We've known since the beginning of September that the endorsees of the Wake Community Schools Alliance were probably going to sweep the school board election.
A survey we conducted then found that 61% of voters in District 1 were opposed to the district's diversity policy, that 63% in District 2 were, that 57% in District 7 were, and that 63% in District 9 were. Those numbers all match up more or less with the results last night.
Concerns over the policy were enough to get voters to cross party lines. 40% of people we had identified as likely voters for yesterday were Democrats while only 34% were Republicans. But that same group of voters said by a 43-32 margin that it preferred to vote for GOP Board of Education candidates this year.
Overall 61% of voters opposed the policy with only 29% in support of it in that early September poll. Perhaps most telling 46% of African Americans were opposed to it with only 39% supportive. And even Democrats overall were only narrowly supportive, 49/39, while Republicans were opposed 82/9 and independents were 66/25.
Last week we polled the horse race in each of the four districts. We showed all of the WCSA endorsees winning, but not by the sorts of margins they ended up getting last night. That's because our polling was focused on people who had voted in at least one off year election since 2003. The landslide nature of the victories is an indication that many people who had never voted in a school board election before came out yesterday, and that they were all there to vote for WCSA candidates.

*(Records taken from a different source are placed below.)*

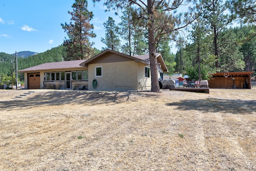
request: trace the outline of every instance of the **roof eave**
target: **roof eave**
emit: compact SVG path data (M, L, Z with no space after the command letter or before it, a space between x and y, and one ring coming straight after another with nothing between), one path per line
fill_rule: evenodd
M18 71L18 72L19 73L24 73L24 72L40 72L40 71L42 72L51 72L57 71L57 70L62 70L63 71L65 71L67 70L71 71L71 70L80 70L81 69L88 69L88 68L84 67L75 67L75 68L53 68L53 69L42 69L42 70L22 70L20 71Z

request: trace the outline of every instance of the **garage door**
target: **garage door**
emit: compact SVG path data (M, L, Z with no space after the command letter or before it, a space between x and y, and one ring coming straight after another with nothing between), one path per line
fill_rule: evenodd
M28 89L40 88L40 73L28 74Z

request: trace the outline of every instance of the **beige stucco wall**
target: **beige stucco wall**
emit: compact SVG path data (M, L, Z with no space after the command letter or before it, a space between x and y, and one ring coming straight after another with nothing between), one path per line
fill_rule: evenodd
M102 67L102 77L95 77L95 67ZM88 89L95 91L137 90L138 65L134 61L89 64ZM145 70L145 69L144 69ZM96 89L92 81L97 80Z
M150 68L150 66L138 64L138 82L140 83L140 87L138 90L150 90L151 89L151 78L147 78L145 77L145 67Z
M74 68L72 70L65 70L63 69L58 69L50 71L44 71L40 72L34 72L29 73L25 72L24 73L24 82L25 83L25 89L28 89L28 75L30 73L40 73L40 88L43 88L44 85L44 72L71 72L72 71L82 71L84 70L87 70L87 68Z

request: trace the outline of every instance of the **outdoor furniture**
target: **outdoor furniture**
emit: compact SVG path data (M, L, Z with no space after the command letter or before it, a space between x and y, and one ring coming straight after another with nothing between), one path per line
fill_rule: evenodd
M188 86L187 80L183 80L183 88L186 88Z
M179 87L181 87L182 88L183 87L183 82L179 82Z
M175 82L172 80L164 80L163 89L170 89L175 88Z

Cathy Truitt's decision to run to the left of John Tedesco in the runoff is an interesting one because our poll found that 68% of her supporters are opposed to the district's diversity policy while only 11% favor it. She may risk losing many of the voters she had yesterday by reaching out to the supporters of Horace Tart, although I guess there's a reasonable school of thought that she has no chance to win without drawing clear differences between herself and Tedesco.
Interestingly even Tart's supporters only said they were in favor of the existing Wake policy by a 44-34 margin.
For all the money spent and hard campaigning of the last month these races were effectively decided a long time ago. Rarely is an election so fixated on one issue that voters are so passionate about, and when that is the case the candidates who are on the side of the majority of the public end up winning. Not a lot of minds were being changed one way or the other about the current policy.